Did Gerry Darrow nearly flunk constitutional law?

It turns out that President Barack Obama's nomination to the Supreme Court received a near failing grade in the year-long course on constitutional law while a student at the Thomas Cooley Law School in Lansing, Michigan. The nominee received a grade of C- in the course. "That's one step from the academic death penalty," said Robin Roundtree, the professor who taught the course. She claimed to have no memory of the exam.

Darrow, on the other hand, recalls the exam well.

"I went to law school because I was amazed at what government could do to people. I figured there had to be some limits somewhere. So I took the text of the Constitution seriously. I guess that was a mistake," he said with his characteristic smirk.
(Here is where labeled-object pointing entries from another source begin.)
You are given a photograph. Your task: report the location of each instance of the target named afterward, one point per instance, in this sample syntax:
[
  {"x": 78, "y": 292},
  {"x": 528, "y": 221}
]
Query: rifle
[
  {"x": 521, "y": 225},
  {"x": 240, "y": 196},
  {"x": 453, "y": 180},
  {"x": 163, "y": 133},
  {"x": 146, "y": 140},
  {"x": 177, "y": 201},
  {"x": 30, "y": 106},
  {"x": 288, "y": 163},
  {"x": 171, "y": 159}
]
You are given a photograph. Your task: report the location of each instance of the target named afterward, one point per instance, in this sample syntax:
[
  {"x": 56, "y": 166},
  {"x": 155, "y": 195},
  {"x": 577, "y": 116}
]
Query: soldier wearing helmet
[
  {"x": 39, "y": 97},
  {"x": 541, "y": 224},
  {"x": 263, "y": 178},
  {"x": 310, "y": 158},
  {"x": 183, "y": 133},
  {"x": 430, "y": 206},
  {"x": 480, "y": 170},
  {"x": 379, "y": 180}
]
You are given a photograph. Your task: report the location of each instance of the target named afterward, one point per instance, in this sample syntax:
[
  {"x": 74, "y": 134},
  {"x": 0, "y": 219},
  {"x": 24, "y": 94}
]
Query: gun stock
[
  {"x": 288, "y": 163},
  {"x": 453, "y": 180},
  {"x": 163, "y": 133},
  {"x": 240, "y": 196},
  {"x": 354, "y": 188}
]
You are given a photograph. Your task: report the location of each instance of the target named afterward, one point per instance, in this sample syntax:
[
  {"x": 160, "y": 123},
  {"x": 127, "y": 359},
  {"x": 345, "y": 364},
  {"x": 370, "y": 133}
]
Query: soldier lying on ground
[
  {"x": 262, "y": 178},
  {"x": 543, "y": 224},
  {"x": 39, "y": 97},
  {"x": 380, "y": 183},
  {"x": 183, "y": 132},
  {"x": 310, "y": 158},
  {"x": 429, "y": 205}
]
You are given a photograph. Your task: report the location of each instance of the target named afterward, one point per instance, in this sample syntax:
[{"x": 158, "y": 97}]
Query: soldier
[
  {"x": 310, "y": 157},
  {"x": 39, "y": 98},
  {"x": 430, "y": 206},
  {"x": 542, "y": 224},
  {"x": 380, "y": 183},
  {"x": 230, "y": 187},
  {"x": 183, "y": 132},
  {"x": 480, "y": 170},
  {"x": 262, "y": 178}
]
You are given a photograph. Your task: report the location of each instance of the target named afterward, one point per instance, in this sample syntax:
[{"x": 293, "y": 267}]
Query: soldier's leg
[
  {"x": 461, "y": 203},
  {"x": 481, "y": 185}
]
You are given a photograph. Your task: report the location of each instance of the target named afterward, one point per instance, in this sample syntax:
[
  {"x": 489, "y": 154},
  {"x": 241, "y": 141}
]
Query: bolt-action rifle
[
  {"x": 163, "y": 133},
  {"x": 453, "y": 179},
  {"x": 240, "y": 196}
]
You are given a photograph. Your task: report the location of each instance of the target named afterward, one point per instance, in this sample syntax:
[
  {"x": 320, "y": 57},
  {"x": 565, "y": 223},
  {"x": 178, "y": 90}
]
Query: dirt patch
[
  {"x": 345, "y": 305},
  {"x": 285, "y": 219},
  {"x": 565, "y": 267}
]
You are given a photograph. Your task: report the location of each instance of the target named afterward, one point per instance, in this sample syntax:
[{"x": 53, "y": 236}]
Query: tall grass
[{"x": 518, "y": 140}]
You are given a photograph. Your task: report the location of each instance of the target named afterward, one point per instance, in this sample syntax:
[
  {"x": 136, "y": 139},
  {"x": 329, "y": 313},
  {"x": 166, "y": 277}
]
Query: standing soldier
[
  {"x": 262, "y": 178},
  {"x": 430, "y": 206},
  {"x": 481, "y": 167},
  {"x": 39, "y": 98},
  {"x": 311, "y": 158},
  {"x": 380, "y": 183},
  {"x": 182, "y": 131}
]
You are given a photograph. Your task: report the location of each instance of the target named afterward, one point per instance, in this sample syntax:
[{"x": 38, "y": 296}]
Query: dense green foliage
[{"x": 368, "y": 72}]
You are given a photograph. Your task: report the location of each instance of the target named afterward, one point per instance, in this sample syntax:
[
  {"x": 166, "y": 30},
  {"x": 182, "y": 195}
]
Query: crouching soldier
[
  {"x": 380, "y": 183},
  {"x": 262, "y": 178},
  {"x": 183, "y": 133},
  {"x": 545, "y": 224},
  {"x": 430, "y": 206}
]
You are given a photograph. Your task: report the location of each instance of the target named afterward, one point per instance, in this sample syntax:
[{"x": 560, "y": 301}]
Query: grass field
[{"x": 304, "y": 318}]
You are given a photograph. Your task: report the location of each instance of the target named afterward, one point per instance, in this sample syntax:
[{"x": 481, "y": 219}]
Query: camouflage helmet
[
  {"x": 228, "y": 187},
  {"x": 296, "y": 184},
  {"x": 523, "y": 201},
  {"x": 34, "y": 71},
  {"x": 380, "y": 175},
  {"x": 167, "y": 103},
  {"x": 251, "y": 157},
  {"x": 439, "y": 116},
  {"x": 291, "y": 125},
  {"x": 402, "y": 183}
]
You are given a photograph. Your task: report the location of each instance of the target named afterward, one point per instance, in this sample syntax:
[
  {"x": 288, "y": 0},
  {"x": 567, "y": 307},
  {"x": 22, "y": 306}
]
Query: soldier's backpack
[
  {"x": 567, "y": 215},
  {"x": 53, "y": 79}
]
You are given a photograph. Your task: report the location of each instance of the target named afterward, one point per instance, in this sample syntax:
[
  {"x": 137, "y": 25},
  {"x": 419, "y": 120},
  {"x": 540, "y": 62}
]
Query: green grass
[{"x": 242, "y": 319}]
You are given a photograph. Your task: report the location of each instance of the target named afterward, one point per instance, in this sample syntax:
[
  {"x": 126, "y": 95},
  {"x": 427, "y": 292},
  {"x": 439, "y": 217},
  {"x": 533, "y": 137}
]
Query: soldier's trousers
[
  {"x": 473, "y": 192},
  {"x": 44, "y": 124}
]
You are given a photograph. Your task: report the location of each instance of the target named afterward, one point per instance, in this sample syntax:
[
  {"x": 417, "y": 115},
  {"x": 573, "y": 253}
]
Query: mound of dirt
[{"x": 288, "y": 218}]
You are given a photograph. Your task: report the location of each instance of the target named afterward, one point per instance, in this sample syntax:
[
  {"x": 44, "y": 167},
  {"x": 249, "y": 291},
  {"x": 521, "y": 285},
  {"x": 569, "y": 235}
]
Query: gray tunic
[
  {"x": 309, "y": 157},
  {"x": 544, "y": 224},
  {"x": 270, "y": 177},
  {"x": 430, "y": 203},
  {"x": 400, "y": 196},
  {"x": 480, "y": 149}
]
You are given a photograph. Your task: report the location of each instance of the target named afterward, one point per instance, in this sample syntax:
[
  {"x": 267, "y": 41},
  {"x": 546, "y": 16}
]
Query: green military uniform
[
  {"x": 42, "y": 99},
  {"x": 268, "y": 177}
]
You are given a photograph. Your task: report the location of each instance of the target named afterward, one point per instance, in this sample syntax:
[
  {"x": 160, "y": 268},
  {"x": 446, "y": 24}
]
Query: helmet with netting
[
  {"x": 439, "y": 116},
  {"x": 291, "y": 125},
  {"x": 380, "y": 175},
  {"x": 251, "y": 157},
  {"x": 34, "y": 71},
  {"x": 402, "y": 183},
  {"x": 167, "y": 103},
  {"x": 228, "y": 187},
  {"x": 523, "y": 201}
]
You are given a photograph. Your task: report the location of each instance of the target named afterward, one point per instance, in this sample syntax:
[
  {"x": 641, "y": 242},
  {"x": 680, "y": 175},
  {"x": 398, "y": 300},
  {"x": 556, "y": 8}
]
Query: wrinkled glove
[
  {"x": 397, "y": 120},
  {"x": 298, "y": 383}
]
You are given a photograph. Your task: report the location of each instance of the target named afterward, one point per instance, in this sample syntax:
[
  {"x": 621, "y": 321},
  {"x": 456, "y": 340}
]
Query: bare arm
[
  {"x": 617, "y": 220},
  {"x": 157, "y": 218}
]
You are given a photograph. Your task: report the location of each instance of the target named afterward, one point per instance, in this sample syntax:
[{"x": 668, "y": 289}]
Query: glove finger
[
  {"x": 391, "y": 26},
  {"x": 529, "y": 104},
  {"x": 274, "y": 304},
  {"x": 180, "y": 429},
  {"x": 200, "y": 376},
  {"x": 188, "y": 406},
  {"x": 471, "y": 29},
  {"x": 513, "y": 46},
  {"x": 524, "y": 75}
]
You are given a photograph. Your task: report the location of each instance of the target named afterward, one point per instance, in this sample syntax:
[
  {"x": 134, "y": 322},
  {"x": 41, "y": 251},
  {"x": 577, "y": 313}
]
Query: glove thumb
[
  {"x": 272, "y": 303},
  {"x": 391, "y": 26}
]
Darrow is a a public defender and former plaintiff's lawyer now representing indigent defendants in New Britain, Connecticut. President Obama's nomination of the unconventional trial lawyer to fill the seat being vacated by the retirement of Justice John Paul Stevens sent shock waves through the legal establishment.

"My sense of the Constitution is that it is a defining document, and that is represents a contract among strangers. It is a compact that established a government of limited powers," Darrow said. "Yet throughout the course, there seemed to be a bias in favor of ever-expanding government. Sure, the separation of powers doctrines provides a set of checks and balances of one branch of government against the other two. But it struck me then, as it does now, that all this pocket pool among government workers takes place at the expense of the people."

Darrow noted that throughout the class he hungered for "just one case" that gave meat to the Ninth Amendment. Calling it the "people's amendment," Darrow characterized it is retaining for the people those rights not explicitly delegated to government. "The high court has never given teeth to that amendment," Darrow said.

So in his constitutional law exam, Darrow wrote an extended essay on Hobbes, Locke and Rousseau, and the so-called social contract theory. He characterized modern constitutional law as "Hobbesian in character," giving to government powers never intended by the framers of our republic.

Elena Kagan, who was passed over the nomination in favor of Darrow, was scornful of Darrow's comments. "This is not the way law is taught. It flies in the face of accepted constitutional theory," she noted. Kagan is former dean of the Harvard Law School and Solicitor General of the United States.

"Has she ever represented a client screwed to the wall by some government bureaucrat?" Darrow asked. "Oh, wait," he chuckled, "she represents the government."

"Elena Kagan is a sharp tack," Darrow said. "But she's a courtroom greenhorn. I think the president nominated me to move away from the the plantation theory of justice -- you know, the theory that holds the professors, deans and wealthy lawyers know best."

During his career as a lawyer, Darrow appeared in hundreds of cases at both the trial and appellate level, arguing constitutional issues in most cases. "Sure, I can use the dessicated doctrines of the legal elite when I have to. But the challenge of the law is translating academic law into law that matters on a pragmatic level. A courtroom is no place for a professor," Darrow said.